A group of messianic Jews commonly called Jews for Jesus has filed a lawsuit against the city of Pontiac alleging that the city police department violated their right to free speech and freedom of religion by preventing them from handing out literature during an annual music festival. The Oakland Press reports:

The organization, officially known as Congregation Schema Yis-Rael of Bloomfield Township, filed its lawsuit in U.S. District Court in Detroit, charging Pontiac police used its authority to violate the group’s First Amendment rights.

The group charges its members were harassed while handing out information pamphlets and were threatened with arrest during the Labor Day weekend.

The plaintiffs filed the suit because they fear they again will be prohibited from passing out literature at the festival next year.

The suit was first filed in the U.S. District Court for the Eastern District of Michigan in September, after the group was allegedly threatened with arrest if they continued to hand out pamphlets at the annual Arts, Beats and Eats Festival. According to the complaint, the group handed out literature at the festival, both inside and outside the festival grounds, every year from 2004 to 2006 without problem or incident.

Beginning in 2007, the plaintiffs say, the Pontiac Police Department told them literature distribution was forbidden at the festival, even on public sidewalks near the entrances while people are walking to the entry gates.
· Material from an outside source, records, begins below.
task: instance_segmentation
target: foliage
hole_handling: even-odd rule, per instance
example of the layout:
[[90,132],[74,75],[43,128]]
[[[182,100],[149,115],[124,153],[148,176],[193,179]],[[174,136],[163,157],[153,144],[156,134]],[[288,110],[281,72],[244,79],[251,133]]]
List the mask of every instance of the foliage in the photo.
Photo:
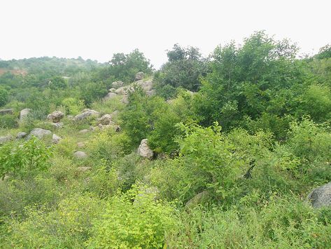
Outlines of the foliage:
[[154,198],[143,187],[110,199],[102,219],[94,222],[88,246],[163,248],[164,232],[174,227],[176,222],[173,208]]
[[7,174],[22,177],[45,170],[52,149],[41,140],[32,137],[23,144],[8,143],[0,147],[0,175]]

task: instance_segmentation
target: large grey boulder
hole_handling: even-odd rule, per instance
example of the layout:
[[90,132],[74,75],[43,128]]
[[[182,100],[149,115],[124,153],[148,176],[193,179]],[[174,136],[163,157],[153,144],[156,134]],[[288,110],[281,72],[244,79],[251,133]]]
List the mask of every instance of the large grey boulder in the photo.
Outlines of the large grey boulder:
[[123,86],[123,81],[114,81],[111,83],[111,87],[113,88],[118,88],[121,86]]
[[31,130],[30,134],[29,134],[27,139],[30,139],[32,136],[42,139],[43,137],[48,135],[52,135],[52,132],[50,130],[36,128]]
[[53,123],[59,122],[61,119],[64,116],[64,114],[60,111],[55,111],[52,112],[50,114],[47,116],[47,119],[50,120]]
[[101,124],[103,126],[106,126],[111,124],[112,116],[111,114],[105,114],[101,118],[98,119],[97,121],[98,124]]
[[84,112],[75,116],[75,117],[73,118],[73,121],[81,121],[81,120],[87,119],[89,116],[97,118],[99,115],[100,115],[99,112],[88,109],[84,110]]
[[108,94],[104,97],[104,100],[111,100],[114,97],[116,97],[117,95],[118,95],[115,93],[108,93]]
[[136,86],[140,86],[143,90],[146,92],[150,91],[152,90],[153,88],[153,81],[138,81],[134,83]]
[[16,139],[22,139],[24,138],[27,135],[27,133],[21,131],[16,135]]
[[23,109],[20,112],[20,121],[24,121],[24,119],[27,118],[27,115],[29,115],[30,112],[31,112],[31,109],[29,109],[29,108]]
[[0,144],[4,144],[5,142],[9,142],[13,139],[11,135],[7,135],[5,136],[0,137]]
[[315,208],[331,206],[331,182],[314,189],[307,198]]
[[115,91],[115,93],[123,95],[125,94],[128,94],[129,93],[133,93],[134,92],[134,88],[131,86],[122,86],[119,88],[118,89],[116,89]]
[[57,144],[62,139],[62,138],[61,137],[59,137],[57,135],[53,134],[53,136],[52,137],[52,142],[53,144]]
[[13,114],[13,109],[1,109],[0,110],[0,115]]
[[143,139],[138,147],[138,154],[148,159],[153,158],[153,150],[148,147],[148,140],[147,139]]
[[75,153],[73,153],[73,156],[75,156],[78,159],[84,159],[87,157],[87,154],[85,153],[84,152],[81,151],[77,151]]
[[139,72],[136,74],[136,81],[140,81],[143,79],[143,72]]

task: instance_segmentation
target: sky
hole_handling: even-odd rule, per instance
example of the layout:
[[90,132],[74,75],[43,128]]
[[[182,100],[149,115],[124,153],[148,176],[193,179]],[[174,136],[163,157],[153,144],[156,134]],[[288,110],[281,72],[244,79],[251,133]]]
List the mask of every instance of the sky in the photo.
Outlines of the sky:
[[312,54],[331,44],[330,9],[331,0],[1,0],[0,58],[104,62],[138,48],[159,68],[175,43],[208,55],[258,30]]

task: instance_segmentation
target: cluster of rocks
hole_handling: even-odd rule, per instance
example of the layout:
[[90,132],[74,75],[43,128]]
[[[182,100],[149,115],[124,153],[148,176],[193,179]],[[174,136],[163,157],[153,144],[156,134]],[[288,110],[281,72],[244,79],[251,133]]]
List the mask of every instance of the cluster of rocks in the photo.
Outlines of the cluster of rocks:
[[124,86],[124,83],[120,81],[114,81],[111,84],[111,88],[108,90],[109,93],[104,97],[104,100],[108,100],[117,96],[122,96],[122,102],[127,103],[127,95],[129,93],[134,91],[134,86],[141,87],[148,95],[152,95],[155,93],[153,88],[153,81],[151,80],[143,80],[143,72],[139,72],[136,73],[135,77],[136,81],[132,85]]

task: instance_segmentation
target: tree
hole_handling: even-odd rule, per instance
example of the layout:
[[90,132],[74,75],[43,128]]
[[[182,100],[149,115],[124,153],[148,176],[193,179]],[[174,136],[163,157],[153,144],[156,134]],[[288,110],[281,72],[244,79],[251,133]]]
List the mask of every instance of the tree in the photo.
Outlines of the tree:
[[8,92],[3,88],[0,87],[0,107],[5,105],[8,101]]

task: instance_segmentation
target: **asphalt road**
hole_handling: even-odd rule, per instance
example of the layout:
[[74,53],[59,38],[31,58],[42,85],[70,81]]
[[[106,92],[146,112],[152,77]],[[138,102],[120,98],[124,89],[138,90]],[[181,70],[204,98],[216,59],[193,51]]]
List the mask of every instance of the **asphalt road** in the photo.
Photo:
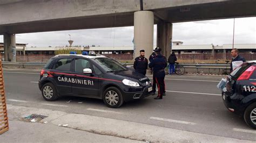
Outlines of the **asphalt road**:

In 2008, they were told that they could only hand out literature if they paid for a booth at the festival as a non-profit sponsor, but after consulting with an attorney, the police relented and allowed them to continue to distribute fliers outside the entrance to the festival.
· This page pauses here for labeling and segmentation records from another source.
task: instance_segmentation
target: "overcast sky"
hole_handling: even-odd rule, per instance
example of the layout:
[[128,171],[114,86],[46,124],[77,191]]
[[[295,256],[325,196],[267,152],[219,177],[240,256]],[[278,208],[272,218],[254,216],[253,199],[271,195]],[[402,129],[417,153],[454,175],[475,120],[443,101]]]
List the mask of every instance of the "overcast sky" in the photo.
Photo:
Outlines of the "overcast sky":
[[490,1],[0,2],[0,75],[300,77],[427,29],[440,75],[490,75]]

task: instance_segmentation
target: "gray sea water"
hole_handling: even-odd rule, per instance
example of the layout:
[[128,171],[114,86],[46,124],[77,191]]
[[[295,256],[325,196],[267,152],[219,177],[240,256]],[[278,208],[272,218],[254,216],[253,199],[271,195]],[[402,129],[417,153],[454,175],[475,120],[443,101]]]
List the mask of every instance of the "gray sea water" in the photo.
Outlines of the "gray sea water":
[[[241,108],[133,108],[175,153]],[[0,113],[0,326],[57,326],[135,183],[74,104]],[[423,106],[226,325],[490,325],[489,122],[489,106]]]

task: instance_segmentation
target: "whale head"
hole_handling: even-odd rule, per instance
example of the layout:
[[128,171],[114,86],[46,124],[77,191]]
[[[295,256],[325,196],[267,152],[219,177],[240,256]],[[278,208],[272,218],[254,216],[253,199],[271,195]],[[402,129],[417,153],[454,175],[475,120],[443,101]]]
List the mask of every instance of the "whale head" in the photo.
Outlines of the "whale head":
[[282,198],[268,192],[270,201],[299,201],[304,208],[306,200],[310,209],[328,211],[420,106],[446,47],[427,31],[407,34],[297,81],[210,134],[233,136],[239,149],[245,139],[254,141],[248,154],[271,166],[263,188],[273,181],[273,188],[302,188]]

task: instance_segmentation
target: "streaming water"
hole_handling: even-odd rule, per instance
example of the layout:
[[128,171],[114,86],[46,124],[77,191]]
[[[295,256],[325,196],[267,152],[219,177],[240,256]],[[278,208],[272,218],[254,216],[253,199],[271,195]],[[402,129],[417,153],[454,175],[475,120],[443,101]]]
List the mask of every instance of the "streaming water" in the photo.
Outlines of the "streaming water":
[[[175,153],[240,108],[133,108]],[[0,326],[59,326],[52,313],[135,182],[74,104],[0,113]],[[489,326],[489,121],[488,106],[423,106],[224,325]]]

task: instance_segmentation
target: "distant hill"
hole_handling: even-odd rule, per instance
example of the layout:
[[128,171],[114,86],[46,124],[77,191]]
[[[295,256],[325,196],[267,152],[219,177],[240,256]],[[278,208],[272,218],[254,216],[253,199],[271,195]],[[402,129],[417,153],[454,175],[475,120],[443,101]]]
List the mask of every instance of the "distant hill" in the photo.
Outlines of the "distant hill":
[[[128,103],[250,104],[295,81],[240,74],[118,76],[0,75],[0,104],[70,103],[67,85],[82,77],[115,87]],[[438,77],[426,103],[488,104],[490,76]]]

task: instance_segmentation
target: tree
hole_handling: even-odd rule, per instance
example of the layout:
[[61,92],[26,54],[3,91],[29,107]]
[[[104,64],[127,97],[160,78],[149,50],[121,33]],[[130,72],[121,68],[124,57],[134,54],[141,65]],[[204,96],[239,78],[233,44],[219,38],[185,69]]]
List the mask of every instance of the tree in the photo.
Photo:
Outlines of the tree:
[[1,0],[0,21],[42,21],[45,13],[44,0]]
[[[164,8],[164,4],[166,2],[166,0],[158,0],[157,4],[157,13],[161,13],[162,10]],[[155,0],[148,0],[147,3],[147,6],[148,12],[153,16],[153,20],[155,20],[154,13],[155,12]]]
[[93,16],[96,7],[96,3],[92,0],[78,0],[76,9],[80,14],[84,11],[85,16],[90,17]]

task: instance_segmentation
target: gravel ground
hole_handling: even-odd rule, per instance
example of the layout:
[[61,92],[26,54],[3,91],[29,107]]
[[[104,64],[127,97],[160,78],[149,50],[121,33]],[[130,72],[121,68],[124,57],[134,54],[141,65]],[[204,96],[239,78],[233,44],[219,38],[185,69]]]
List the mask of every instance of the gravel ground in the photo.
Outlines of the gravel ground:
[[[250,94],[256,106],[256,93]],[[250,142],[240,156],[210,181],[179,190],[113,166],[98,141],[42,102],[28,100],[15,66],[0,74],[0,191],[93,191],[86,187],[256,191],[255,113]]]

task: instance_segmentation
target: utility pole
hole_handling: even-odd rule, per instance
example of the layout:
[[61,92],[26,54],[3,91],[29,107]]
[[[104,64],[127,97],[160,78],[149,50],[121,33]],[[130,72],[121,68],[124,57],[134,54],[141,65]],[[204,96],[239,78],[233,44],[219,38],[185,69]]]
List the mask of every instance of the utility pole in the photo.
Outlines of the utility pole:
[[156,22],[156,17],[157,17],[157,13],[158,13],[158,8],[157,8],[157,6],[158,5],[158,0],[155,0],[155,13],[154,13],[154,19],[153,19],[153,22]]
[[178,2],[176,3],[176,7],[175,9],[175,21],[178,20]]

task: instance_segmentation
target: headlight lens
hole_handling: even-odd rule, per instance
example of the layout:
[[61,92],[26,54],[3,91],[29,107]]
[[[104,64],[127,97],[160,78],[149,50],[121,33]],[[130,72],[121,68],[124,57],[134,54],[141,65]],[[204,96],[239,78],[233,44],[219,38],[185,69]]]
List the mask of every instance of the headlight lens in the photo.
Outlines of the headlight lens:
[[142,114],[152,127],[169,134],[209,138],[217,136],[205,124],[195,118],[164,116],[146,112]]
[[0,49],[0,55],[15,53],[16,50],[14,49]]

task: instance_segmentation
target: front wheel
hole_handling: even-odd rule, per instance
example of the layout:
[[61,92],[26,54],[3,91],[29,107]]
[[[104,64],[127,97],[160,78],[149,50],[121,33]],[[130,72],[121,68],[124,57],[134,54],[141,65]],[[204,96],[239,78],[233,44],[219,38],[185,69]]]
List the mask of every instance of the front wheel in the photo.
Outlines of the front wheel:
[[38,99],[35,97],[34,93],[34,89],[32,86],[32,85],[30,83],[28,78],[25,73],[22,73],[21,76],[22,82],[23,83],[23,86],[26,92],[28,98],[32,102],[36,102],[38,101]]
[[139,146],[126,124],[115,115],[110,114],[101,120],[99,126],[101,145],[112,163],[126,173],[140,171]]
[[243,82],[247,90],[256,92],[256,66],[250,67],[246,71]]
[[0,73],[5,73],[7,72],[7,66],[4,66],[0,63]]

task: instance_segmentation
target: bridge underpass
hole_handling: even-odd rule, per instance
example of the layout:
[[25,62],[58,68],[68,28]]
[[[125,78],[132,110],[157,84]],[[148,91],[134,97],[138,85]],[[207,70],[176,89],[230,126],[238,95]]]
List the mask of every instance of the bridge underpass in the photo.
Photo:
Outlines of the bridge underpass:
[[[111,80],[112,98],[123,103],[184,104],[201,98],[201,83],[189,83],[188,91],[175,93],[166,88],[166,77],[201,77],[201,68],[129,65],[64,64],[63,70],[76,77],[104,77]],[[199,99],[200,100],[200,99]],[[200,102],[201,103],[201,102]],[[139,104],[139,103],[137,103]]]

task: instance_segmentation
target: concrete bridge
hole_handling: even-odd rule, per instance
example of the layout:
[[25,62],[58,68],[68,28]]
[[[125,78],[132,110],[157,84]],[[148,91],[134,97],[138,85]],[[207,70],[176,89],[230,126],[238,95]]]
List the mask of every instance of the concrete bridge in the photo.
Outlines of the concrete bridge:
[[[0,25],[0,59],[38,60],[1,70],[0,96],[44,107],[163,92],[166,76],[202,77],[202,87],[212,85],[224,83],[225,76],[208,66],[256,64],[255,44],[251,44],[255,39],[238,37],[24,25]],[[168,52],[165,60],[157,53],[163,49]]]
This year, on the second day of the festival, the plaintiffs say that the Pontiac Chief of Police, Valard Gross, told them that they could not distribute literature near the entrance even on a public sidewalk, because “the sponsors of the Festival didn’t want it.” They were told they had to move at least a block away and that they couldn’t even talk to people near the entrance of the festival.

In the meantime, the complaint alleges, others were allowed to sell artwork near the entrance of the festival in the very area that the Jews for Jesus group had been ordered to vacate under threat of arrest.

A court conference has been set for Jan. 11, 2010 to lay out a schedule for the discovery phase and the trial.